The Bathroom (Yes, Everyone Says This. Because It’s True.)
Almost 80% of in-home falls for older adults happen in the bathroom. The National Institute on Aging has a whole room-by-room guide about it, and the bathroom section is... not short.
Wet tile. High tub walls. Towel bars that people grab like handles even though they’re anchored with drywall screws. It’s a bad combination. A proper bathroom remodeling project, walk-in shower, real grab bars, non-slip flooring, can sort most of it out in a surprisingly short time. And it doesn’t have to look like a hospital room anymore. That’s changed a lot.
The frustrating part? Most people only call a contractor after the fall. Not before.
Lighting Nobody Thinks About
Dim hallways. One switch at the wrong end of the room. A porch that goes pitch black after 6 p.m. in winter.
Motion-sensor lights cost almost nothing. Swapping a few fixtures takes an afternoon. Nobody’s going to write a blog post about how exciting it was to install a new hallway sconce. But the AARP aging in place checklist puts lighting near the top of the list, and there’s a reason for that. A neighbor of mine ignored this for two years because “it wasn’t a priority.” Then his wife tripped on the porch steps in December. So.
Rugs. Seriously, the Rugs.
This one starts arguments. People love their rugs. Had them forever. Suggesting you take away Grandma’s Persian runner is practically a declaration of war.

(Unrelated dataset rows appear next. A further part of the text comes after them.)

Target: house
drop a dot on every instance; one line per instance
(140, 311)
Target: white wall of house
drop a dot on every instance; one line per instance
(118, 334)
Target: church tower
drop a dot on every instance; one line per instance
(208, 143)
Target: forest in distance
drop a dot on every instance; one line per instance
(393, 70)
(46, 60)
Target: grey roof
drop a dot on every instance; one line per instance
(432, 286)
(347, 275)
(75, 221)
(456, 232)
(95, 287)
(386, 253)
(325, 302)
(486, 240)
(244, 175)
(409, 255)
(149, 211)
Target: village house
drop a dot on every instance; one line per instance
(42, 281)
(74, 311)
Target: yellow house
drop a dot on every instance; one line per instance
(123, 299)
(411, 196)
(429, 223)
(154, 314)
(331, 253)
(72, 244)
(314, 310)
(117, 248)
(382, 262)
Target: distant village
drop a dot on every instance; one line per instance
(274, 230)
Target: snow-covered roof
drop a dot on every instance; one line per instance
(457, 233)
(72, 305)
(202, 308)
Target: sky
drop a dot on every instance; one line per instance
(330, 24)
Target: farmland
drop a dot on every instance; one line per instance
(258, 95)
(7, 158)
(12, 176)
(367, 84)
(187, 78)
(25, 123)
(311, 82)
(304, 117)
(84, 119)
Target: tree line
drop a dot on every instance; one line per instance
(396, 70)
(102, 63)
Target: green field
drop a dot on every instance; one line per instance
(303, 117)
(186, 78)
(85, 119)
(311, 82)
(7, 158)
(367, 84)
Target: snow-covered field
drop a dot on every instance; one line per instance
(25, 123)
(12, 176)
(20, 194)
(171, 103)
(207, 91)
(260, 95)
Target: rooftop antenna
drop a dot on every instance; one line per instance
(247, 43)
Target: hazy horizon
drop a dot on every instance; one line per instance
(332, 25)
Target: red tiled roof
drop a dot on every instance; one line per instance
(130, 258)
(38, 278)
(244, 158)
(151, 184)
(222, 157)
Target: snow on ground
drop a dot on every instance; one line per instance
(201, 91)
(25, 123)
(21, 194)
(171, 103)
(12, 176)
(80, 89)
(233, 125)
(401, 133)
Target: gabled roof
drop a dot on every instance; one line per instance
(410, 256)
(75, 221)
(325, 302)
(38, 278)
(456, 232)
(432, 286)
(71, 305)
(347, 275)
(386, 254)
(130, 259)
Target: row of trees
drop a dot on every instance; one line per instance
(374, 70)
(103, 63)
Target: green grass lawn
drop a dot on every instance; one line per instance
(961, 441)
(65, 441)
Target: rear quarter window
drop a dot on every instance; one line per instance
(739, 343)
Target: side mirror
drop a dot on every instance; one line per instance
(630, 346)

Here’s where it gets touchy, though. Those rugs are genuinely dangerous. Non-slip backing underneath? That helps some. Taking them out altogether is the safer call, even if it makes Thanksgiving dinner awkward. And if the carpet in the hallway is old and bunching up at the edges, swapping it for low-pile or a flat hardwood is worth considering. People think of it as redecorating. Really it’s closer to childproofing, just... for a different stage of life.
Doorways and the Front Entry
Narrow doorways weren’t designed for walkers. Or wheelchairs. Or honestly even carrying a laundry basket when your shoulder’s acting up. Widening a couple of key doorways, bathroom and bedroom especially, seems excessive until it suddenly isn’t.
The front entrance matters too. A step-free option, or at least a proper handrail, turns coming home into less of an event. These kinds of changes also tend to improve the overall comfort and style of a home in ways people don’t expect. Side benefit.
The Kitchen Nobody Redesigned
Pull-out shelves. Lever faucet handles. A countertop that doesn’t require reaching over your head to grab a pot. None of it’s glamorous. All of it matters once your joints start having opinions about things.
Some folks redo the whole kitchen. Others just swap out the hardware and add a few shelf organizers. Either way works. Starting is the point.
Anyway. None of this is groundbreaking advice. That’s sort of the whole problem, though, isn’t it? The obvious stuff gets postponed because it feels like it can wait. And then it can’t.